私は聞こえない人の役で、リモートワークでの研修だったのでパソコンの音量をオフにするだけで擬似環境を作れました。すると、ワンタッチで世界が一気に変わり「みんなで笑顔で楽しそうに話しているが内容が全くわからず入れない」という、もどかしさと孤独がみるみる溜まっていきました。
終了後の振り返りタイムで、その気持ちをぶつけてみるとチームメンバーの感想は想像に反し意外なものでした。
笑っていたのは、”これは難しい!笑うしかない”という笑顔だった
ツールがないと何も制限がない人が制限がある人同士の間に立ちがちで、負担が大きい
目が見えない人と聞こえない人の間にコンピュータがなくて聞こえない人の発話もなかったら、目が見えない人には聞こえない人の存在すら感じられない それを改善しようと間に立とうとするとこれまた大変
自分だけがツライと思っていたのが「実はみんなしんどかった」ということに私は衝撃を受けました。
自然と変わっていった1ON1のコミュニケーション
もう一つは、上の体験の後に聞こえに関わらずコミュニケーションすることは工夫次第で、できるという体験が継続してあること、かもしれないです。
具体的には#1で紹介したツール、そして手話やボディランゲージを気軽に使っています。
私は、ぶらっくさんが入社されてから週に1回、1on1をしています。
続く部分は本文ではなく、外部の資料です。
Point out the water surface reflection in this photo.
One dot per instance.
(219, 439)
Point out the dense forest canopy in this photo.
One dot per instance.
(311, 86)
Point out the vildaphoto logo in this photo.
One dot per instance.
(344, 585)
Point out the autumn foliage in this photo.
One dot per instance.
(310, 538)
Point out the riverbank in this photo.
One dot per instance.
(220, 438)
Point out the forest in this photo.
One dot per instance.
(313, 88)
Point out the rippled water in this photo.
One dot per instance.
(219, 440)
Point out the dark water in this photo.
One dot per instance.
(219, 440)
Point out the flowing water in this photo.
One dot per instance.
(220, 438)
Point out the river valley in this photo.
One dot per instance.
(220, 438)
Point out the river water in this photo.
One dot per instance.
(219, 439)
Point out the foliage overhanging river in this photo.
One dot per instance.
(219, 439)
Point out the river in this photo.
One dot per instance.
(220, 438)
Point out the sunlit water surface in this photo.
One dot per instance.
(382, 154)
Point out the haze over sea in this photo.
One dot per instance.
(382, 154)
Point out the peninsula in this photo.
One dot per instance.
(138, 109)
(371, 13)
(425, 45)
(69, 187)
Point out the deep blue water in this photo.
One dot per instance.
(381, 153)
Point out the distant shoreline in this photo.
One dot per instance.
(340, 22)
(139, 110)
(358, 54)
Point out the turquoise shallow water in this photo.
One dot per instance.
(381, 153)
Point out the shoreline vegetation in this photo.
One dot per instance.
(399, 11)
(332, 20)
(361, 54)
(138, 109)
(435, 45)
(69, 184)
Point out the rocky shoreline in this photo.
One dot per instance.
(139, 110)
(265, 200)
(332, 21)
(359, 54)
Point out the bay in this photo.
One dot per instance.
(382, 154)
最初はドキュメントに文章を書いて伝えてましたが、次第に口パクやボディランゲージを交えたものが増え、今はドキュメントは使わずに手話と指文字で(かなりたどたどしいですが)コミュニケーションとっています。
「手話を覚えて使えるようになりたい!」という強い気持ちがあったわけでなく、「それは手話だとこうだよ」「へ〜こう?」と軽い気持ちで真似をして、そのテンポに感情が乗ってくるというか、聞こえる人と会話をしている感覚に近いものに近づいていってその連続が今の形になって言った感じです(ゆるいです
社内で見かけた人が「手話できてかっこいいです!」と褒めてくれることがあるのですが、実はオリジナルなボディランゲージを駆使してる時だったりしますw
なので恥ずかしさが取れたら、割とみんながやれてしまうのでは?そこまで垣根のあるものではない、と思うようになりました。
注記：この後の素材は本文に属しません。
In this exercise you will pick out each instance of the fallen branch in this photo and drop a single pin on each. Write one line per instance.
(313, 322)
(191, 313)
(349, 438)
もちろん正確性が必要な話にはドキュメント形式でやりとりすることが重要なのは変わりないのですが、そのときどきで自由にやり方を変えていくことを気軽にしたいなと考えています。
終わりに
2回にわけてtipsを紹介してきました。
どなたかの働きやすさを考えるきっかけや参考になれば嬉しいです。
最後まで読んでいただきありがとうございました!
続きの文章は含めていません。